SOLSC: March 7, 2016 & #IMWAYR: Imagine a…

When I was at The Book Loft in Columbus, Ohio, my good friend Lori Carter spied this book:


I remember setting the book on a table and poring over the brilliant illustrations and the poetic text:

imagine 2

Lori bought the store’s only copy, but I knew right away that I needed to buy this book for my classroom library.  Imagine my delight when I found out that the book I had seen was part of a  series, which I had to order right away.

I can see sharing these books as read alouds first, and lingering over the illustrations so that my students can see the way the initial drawings transform into something entirely unexpected and wonderful, even as the text begins with an imagining and transforms it into something entirely new:

Imagine a world…

…where each word,

each thought,

each turn of a page in a book

is the beginning of a bigger idea.

I think this “Imagine if..” could be a wonderful idea for a writing prompt, especially at the beginning of the school year when students are often struggling for notebook ideas.

gonsalves series

Yesterday, Imagine A Night arrived and I savored its pages, carefully.  They took me back to last summer, and our first night at the farm.  We sat on the front steps with our dog Sophie, watching the stars and taking in the quiet.  The Washington County quiet, when we can hear every leaf rustle, and even (at times) the stars twinkle.   From somewhere in the woods we heard the hoot of an owl,  the rush of water in the creek below, and the ripple of waves of cornstalks swaying.  So many lovely, quiet sounds we’d never heard before…and have been imagining ever since.

bedlam at night

Photograph by Jon Katz




27 thoughts on “SOLSC: March 7, 2016 & #IMWAYR: Imagine a…

  1. Imagine making room for imagination in densely packed curriculum. Imagine a world, a place, a day, a night…wow! I use the word “imagine” to transition students from the question lead/hook in essays to something that is more engaging. This could help with that, but more than that this can give a space to imagine. Thanks for sharing.

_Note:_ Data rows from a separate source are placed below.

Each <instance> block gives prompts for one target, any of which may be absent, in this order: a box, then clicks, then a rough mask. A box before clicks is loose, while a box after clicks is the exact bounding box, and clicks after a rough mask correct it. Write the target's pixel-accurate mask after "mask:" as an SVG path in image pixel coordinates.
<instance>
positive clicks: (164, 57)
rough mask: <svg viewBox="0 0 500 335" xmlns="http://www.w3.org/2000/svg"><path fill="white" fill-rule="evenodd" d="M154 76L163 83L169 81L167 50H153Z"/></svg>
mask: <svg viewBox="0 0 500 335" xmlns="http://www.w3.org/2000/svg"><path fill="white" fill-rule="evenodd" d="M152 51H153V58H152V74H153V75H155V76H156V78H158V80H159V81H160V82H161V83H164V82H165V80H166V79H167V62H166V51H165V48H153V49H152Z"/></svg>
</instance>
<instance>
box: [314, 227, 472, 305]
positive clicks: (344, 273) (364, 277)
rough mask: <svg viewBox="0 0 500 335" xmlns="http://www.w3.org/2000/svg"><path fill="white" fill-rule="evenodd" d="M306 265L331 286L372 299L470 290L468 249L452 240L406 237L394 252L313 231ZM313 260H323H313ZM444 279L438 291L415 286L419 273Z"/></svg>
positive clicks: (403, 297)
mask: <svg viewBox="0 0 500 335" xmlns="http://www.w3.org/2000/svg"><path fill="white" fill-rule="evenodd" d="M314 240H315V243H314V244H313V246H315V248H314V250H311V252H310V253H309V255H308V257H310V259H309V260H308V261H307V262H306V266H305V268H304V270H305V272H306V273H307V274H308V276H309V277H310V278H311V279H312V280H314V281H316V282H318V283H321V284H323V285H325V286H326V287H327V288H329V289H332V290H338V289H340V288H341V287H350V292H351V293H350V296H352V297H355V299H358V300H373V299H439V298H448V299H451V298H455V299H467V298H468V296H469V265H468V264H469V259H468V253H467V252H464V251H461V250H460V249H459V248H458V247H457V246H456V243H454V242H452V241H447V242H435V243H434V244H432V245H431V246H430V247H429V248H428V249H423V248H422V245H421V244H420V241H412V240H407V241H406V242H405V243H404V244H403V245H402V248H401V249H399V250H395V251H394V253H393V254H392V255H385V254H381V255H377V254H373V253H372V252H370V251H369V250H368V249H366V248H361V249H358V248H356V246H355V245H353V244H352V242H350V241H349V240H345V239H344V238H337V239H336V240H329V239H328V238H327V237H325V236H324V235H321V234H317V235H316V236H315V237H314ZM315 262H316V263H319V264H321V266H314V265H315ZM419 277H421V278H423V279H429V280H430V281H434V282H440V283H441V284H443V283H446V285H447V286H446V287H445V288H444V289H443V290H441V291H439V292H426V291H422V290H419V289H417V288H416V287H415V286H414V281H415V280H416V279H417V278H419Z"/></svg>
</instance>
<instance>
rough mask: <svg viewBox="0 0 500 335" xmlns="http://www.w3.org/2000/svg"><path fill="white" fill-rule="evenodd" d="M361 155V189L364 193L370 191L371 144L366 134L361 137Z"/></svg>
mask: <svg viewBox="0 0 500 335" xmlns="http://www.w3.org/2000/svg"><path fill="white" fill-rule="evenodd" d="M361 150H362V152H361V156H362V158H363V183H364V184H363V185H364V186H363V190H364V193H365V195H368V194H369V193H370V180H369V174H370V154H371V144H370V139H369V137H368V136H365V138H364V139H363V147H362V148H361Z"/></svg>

  2. The ripple of waves of cornstalks swaying” such a beautiful line Tara. I miss the farm when I read this. I really enjoyed our verandah drinks and debriefs each day. I may need to check out those books too. 🙂

  3. These look like beautiful books. And I love the description of your first night at the farm. It makes me want to jump in the car and drive right to mine, just so I can write about it!

  4. What a wonderful series! These are beautiful books to read at the beginning of the school year and ask students to imagine how they want classroom to be and what they want to learn. Can’t wait to read them.

  5. Those few words spark a flood of thoughts and writing is born. Those books look amazing! That Lori has an eye for a treasure. I enjoyed sitting on the porch with you via your words.

  6. My school library had these books, Tara, so awesome, much loved and used. I’m looking forward to hearing about your time this year on the farm. What a spring thing to “imagine” when you get there. FYI-I just read a book with a dog named Sophie in it: Mr. McGinty’s Monarchs-very sweet story.

  7. These books look amazing! And they encourage students to use their “imagination.” What a novel idea in this day and age. I think they are a perfect antidote to the world of the screen we are all plugged into. I will look for them and maybe even purchase them even ‘tho I no longer teach in the classroom. I will use them as a source of inspiration for my upcoming poetry workshop on teaching poetry to ENL students. Thanks so much for so much inspiraration!

  8. Love the new header! Requesting these books right now. What a fun way to begin writer’s workshop. And that description of night at the farm from the front porch was exquisite!

  9. Oh, Tara. I do love the way you described your new home – sounds so idyllic – and definitely the kind of life that needs to be savoured and tasted every evening with stars in your cup. I’ve never heard of this series before and I shall definitely hunt them down in our libraries.